TopCare, the fifth electric machinery company following WonderBuy, Best Carings, HomeOne and Viet Long, falls bankrupt __Photo: Internet

Payment of debts in business rescue

The creditors’ meeting is at liberty to decide whether to carry out a business rescue plan (Article 87 et seq)[9]. In accordance with Article 92.1 of the Law on Bankruptcy, as from the effective date of the resolution of the creditors’ meeting approving the business rescue plan, the prohibition against payment of unsecured debts and the getting of prior consent of the Administrator or the Asset Management and Liquidation Enterprise before the payment of debts arising after the commencement of the bankruptcy procedure or the payment of salaries to employees from the date of commencement of the bankruptcy procedure will automatically terminate. In other words, the enterprise may proceed with those payments as it did before the commencement of the bankruptcy procedure.-


[1] Edward Bailey and Hugo Groves, Corporate Insolvency - Law and Practice (4th edn LexisNexis 2014), para.22.4.

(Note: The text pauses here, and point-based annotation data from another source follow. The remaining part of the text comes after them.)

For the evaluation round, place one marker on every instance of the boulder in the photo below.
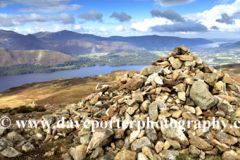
(79, 153)
(101, 137)
(200, 143)
(126, 155)
(139, 143)
(150, 70)
(10, 152)
(201, 96)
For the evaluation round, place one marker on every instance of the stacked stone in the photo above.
(178, 87)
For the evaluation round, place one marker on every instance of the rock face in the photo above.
(11, 153)
(165, 111)
(201, 96)
(100, 138)
(79, 153)
(126, 155)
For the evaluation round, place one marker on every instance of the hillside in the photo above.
(175, 97)
(231, 45)
(69, 42)
(44, 57)
(14, 41)
(106, 44)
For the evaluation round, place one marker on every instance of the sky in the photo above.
(181, 18)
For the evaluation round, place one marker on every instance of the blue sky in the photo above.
(182, 18)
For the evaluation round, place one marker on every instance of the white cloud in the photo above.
(41, 2)
(102, 29)
(8, 20)
(63, 17)
(77, 27)
(146, 24)
(4, 3)
(209, 17)
(169, 3)
(119, 28)
(51, 9)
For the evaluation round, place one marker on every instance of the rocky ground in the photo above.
(178, 87)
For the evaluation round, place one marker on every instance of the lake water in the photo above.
(18, 80)
(209, 45)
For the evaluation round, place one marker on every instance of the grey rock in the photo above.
(139, 143)
(230, 155)
(151, 134)
(28, 147)
(142, 156)
(15, 137)
(153, 111)
(194, 150)
(4, 143)
(201, 96)
(85, 139)
(107, 156)
(161, 105)
(66, 156)
(169, 154)
(97, 153)
(101, 137)
(225, 138)
(150, 70)
(178, 135)
(226, 107)
(175, 62)
(200, 143)
(10, 152)
(79, 153)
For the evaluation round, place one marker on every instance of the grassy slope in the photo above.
(59, 92)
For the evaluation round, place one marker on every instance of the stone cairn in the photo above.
(176, 88)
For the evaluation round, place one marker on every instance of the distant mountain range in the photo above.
(69, 42)
(231, 45)
(43, 57)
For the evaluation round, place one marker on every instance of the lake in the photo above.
(18, 80)
(209, 45)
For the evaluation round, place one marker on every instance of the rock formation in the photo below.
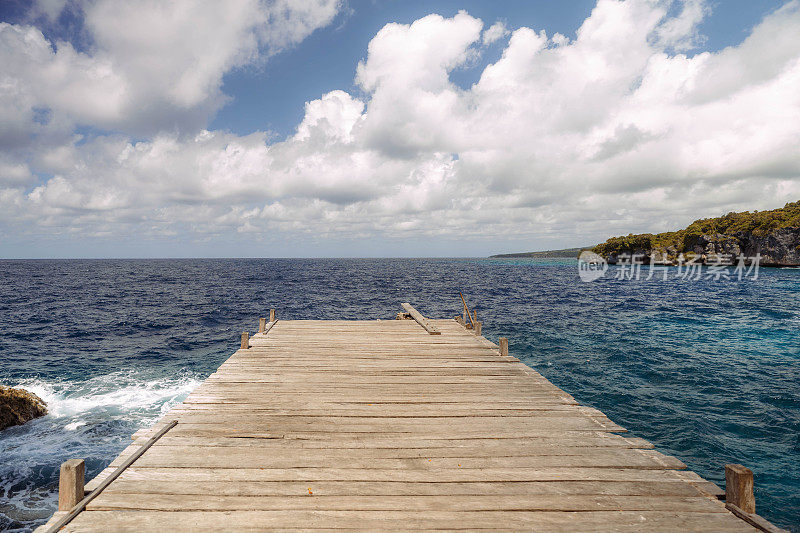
(17, 406)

[2] Likewise, after the commencement of the bankruptcy procedure, if the secured assets are subject to risk of destruction or considerable decrease in value, the Administrator or the Asset Management and Liquidation Enterprise shall propose the court to permit the immediate realization of such secured assets (Article 53.2 of the Law on Bankruptcy).

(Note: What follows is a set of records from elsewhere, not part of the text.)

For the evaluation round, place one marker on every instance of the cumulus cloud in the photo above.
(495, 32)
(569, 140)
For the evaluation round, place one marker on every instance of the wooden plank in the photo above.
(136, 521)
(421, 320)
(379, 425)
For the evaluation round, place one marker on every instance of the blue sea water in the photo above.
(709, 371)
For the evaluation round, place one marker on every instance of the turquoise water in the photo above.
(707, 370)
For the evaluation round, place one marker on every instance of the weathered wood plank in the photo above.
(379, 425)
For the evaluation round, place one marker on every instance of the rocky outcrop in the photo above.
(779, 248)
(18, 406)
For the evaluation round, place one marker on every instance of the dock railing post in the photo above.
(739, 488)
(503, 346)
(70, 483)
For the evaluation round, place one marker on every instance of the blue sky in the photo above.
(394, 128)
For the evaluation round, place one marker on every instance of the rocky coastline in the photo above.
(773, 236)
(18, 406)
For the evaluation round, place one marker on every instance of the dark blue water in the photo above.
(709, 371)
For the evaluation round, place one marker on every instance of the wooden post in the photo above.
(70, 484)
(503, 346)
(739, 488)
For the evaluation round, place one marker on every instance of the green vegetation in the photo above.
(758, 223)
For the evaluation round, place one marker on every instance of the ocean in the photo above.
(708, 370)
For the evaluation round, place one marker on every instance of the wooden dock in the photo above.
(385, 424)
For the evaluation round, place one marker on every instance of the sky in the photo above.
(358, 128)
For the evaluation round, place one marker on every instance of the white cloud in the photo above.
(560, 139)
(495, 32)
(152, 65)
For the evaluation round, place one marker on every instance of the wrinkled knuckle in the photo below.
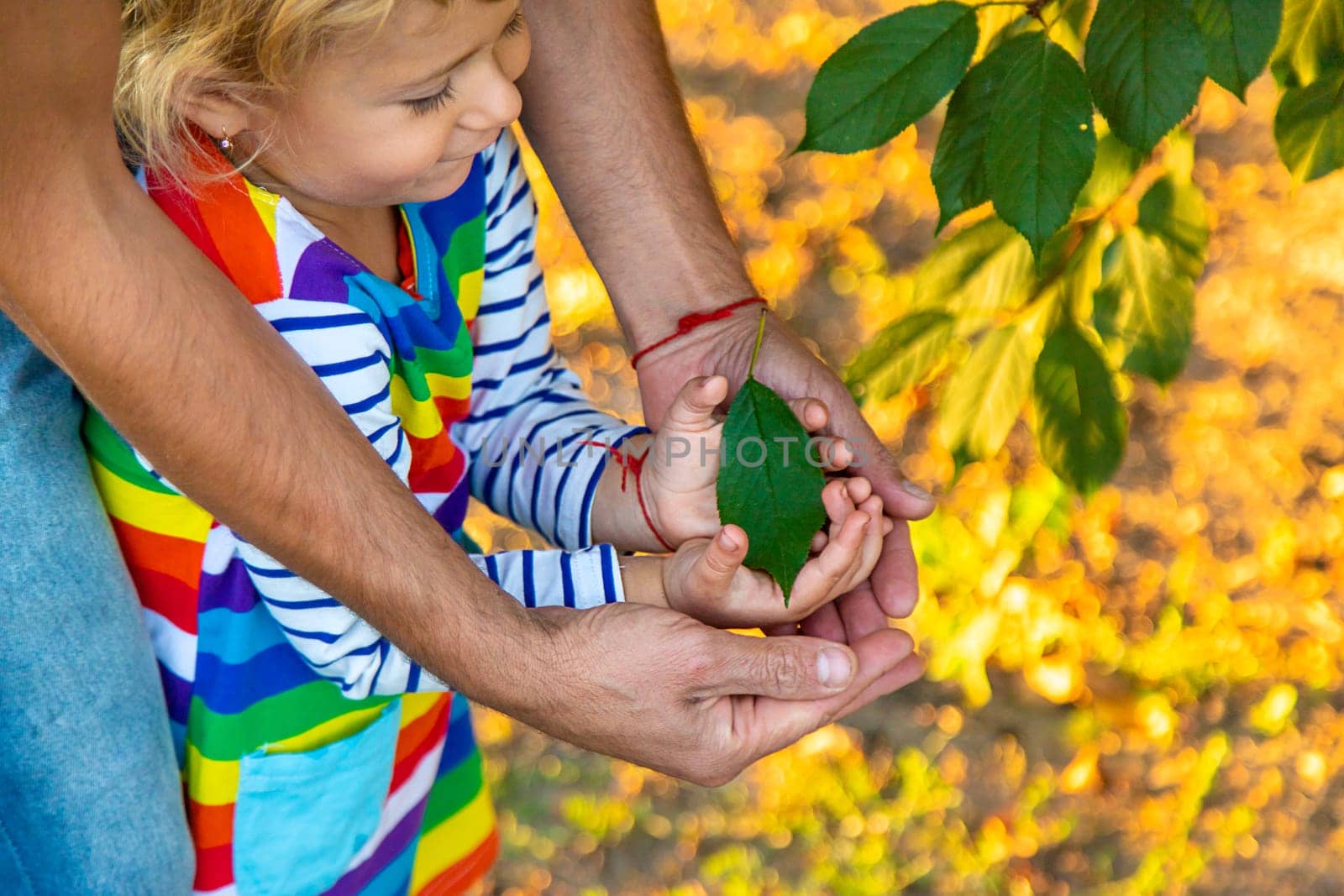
(784, 669)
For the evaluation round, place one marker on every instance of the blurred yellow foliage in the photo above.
(1135, 696)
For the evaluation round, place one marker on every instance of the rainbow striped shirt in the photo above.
(316, 755)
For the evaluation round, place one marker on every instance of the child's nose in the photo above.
(496, 101)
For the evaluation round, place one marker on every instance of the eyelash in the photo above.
(427, 105)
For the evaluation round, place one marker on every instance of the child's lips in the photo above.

[3] The five-day time limit provided in Article 41 of the Law on Bankruptcy should be construed as the time limit within which a decision on suspension of realization of the secured assets must be issued.
[4] The expressions “an agreement has become due” and “an agreement has not become due” are not accurate and should be read respectively “the secured obligation has become due and payable” and “the secured obligation has not become due and payable”.5 See (in Vietnamese) Bui Duc Giang, “Secured creditors in insolvency proceedings under the 2014 Law on Bankruptcy” (2015), 321, State and Law Journal, pp.21-26.

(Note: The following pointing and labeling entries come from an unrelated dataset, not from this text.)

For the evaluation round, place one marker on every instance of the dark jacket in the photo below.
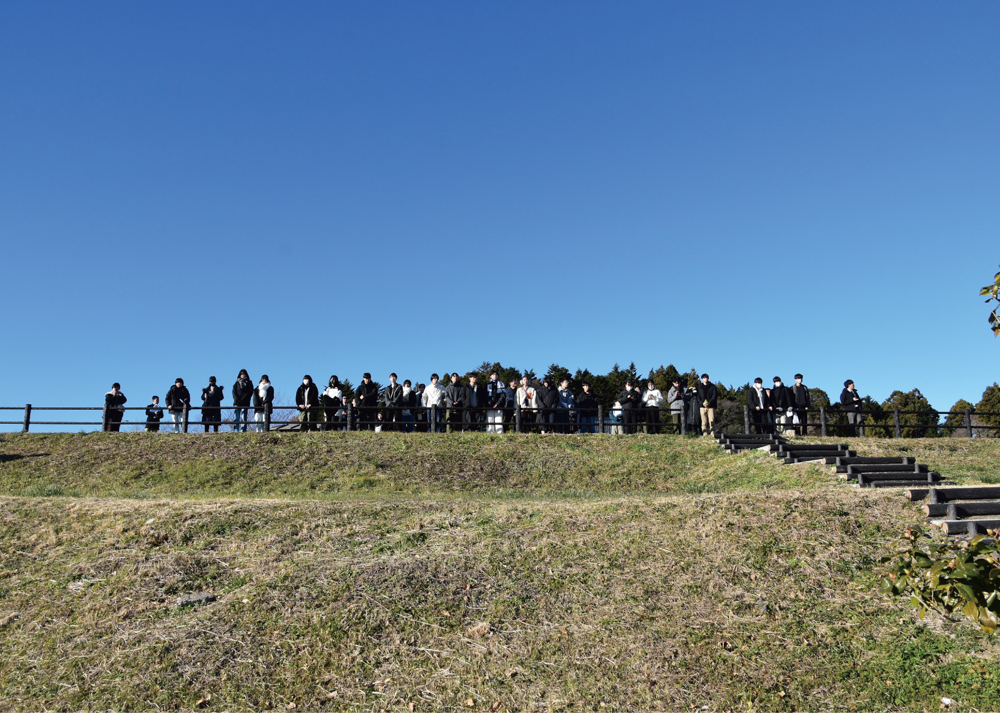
(392, 396)
(587, 403)
(800, 396)
(781, 398)
(177, 398)
(496, 395)
(266, 404)
(754, 402)
(154, 414)
(212, 396)
(629, 398)
(456, 395)
(548, 397)
(307, 394)
(848, 402)
(707, 392)
(114, 400)
(242, 393)
(480, 392)
(369, 392)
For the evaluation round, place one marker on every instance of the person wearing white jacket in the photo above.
(433, 396)
(652, 400)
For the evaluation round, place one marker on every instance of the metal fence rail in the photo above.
(447, 419)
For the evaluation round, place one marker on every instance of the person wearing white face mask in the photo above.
(781, 402)
(263, 403)
(306, 400)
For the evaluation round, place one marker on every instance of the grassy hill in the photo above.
(362, 571)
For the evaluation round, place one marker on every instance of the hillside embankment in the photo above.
(376, 571)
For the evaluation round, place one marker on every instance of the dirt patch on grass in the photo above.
(724, 600)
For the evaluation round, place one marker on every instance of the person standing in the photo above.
(392, 397)
(652, 400)
(113, 402)
(333, 404)
(510, 406)
(781, 405)
(586, 404)
(566, 408)
(211, 402)
(527, 401)
(851, 402)
(409, 407)
(496, 399)
(367, 396)
(154, 414)
(433, 401)
(263, 402)
(708, 401)
(242, 395)
(307, 400)
(629, 399)
(759, 403)
(476, 394)
(675, 402)
(455, 398)
(178, 402)
(800, 403)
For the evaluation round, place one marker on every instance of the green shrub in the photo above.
(947, 576)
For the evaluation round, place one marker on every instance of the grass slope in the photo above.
(640, 603)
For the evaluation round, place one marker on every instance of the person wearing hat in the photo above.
(211, 400)
(800, 404)
(178, 399)
(759, 403)
(367, 396)
(307, 401)
(851, 402)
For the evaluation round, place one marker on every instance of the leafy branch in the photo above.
(992, 293)
(947, 576)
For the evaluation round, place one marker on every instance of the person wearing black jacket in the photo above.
(178, 401)
(707, 397)
(113, 401)
(781, 405)
(851, 402)
(263, 402)
(630, 400)
(496, 398)
(242, 394)
(509, 406)
(392, 397)
(211, 401)
(456, 398)
(307, 401)
(759, 403)
(548, 402)
(476, 400)
(367, 396)
(154, 414)
(586, 404)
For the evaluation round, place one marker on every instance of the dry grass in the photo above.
(725, 601)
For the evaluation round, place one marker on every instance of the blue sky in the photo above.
(750, 189)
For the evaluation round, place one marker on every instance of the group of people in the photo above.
(493, 406)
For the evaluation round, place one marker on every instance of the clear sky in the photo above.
(750, 189)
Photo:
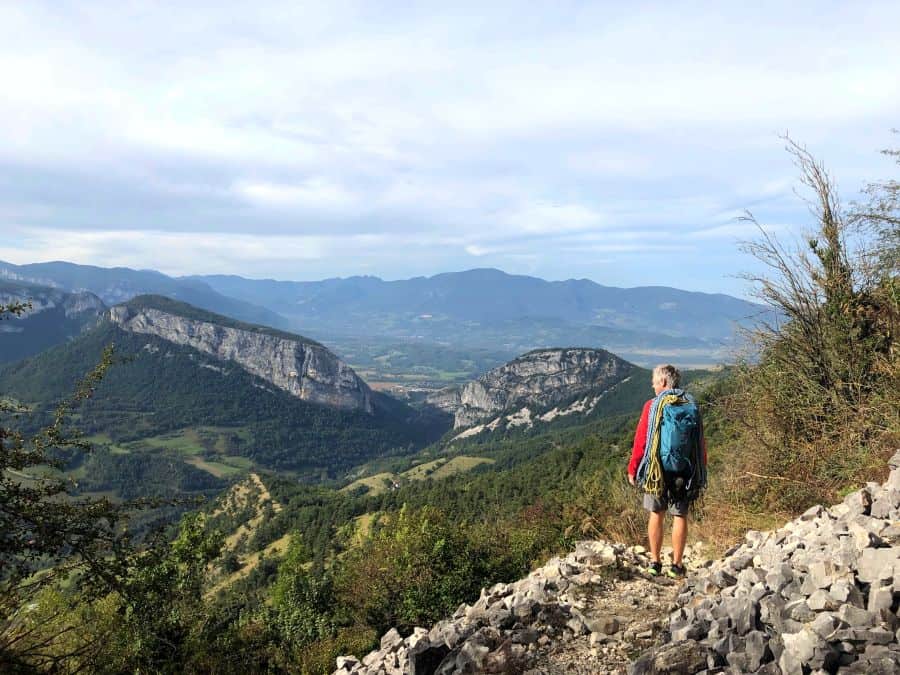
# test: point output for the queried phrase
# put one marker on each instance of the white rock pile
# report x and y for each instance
(819, 595)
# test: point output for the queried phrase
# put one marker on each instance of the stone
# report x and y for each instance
(671, 659)
(824, 625)
(859, 502)
(876, 564)
(821, 574)
(846, 592)
(822, 600)
(855, 617)
(779, 577)
(812, 513)
(757, 650)
(799, 649)
(390, 640)
(880, 598)
(798, 610)
(346, 662)
(863, 538)
(742, 613)
(607, 625)
(425, 657)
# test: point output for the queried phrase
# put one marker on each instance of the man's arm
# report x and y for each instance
(640, 439)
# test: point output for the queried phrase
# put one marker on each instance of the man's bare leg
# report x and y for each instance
(679, 537)
(654, 533)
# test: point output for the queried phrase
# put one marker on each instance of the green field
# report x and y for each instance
(459, 464)
(193, 444)
(435, 469)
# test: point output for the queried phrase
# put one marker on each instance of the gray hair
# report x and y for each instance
(668, 375)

[5] See (in Vietnamese) Bui Duc Giang, “Secured creditors in insolvency proceedings under the 2014 Law on Bankruptcy” (2015), 321, State and Law Journal, pp.21-26.
[6] “Article 281 of the Civil Code – Grounds for giving rise to civil obligations
    Civil obligations arise from the following grounds:
1. Civil contracts.
2. Unilateral legal acts.
3. Unauthorized performance of acts.
4. Unlawful possession or use of or receipt of benefits from property.
5. Causing damage through unlawful acts.
6. Other grounds as provided by law”.
[7] See Nguyen Minh Hang and Bui Duc Giang, “The third draft law on bankruptcy at a glance”, [2014] 20, 237, Vietnam Law & Legal Forum, pp.19-23.
[8] See Bui Duc Giang, “Overview of the employment aspects of bankruptcy”, [2014] 21, 242, Vietnam Law & Legal Forum, pp.16-18.
[9] See Bui Duc Giang, “The new law on bankruptcy at a glance”, [2014] 21, 243, Vietnam Law & Legal Forum, pp.19-21.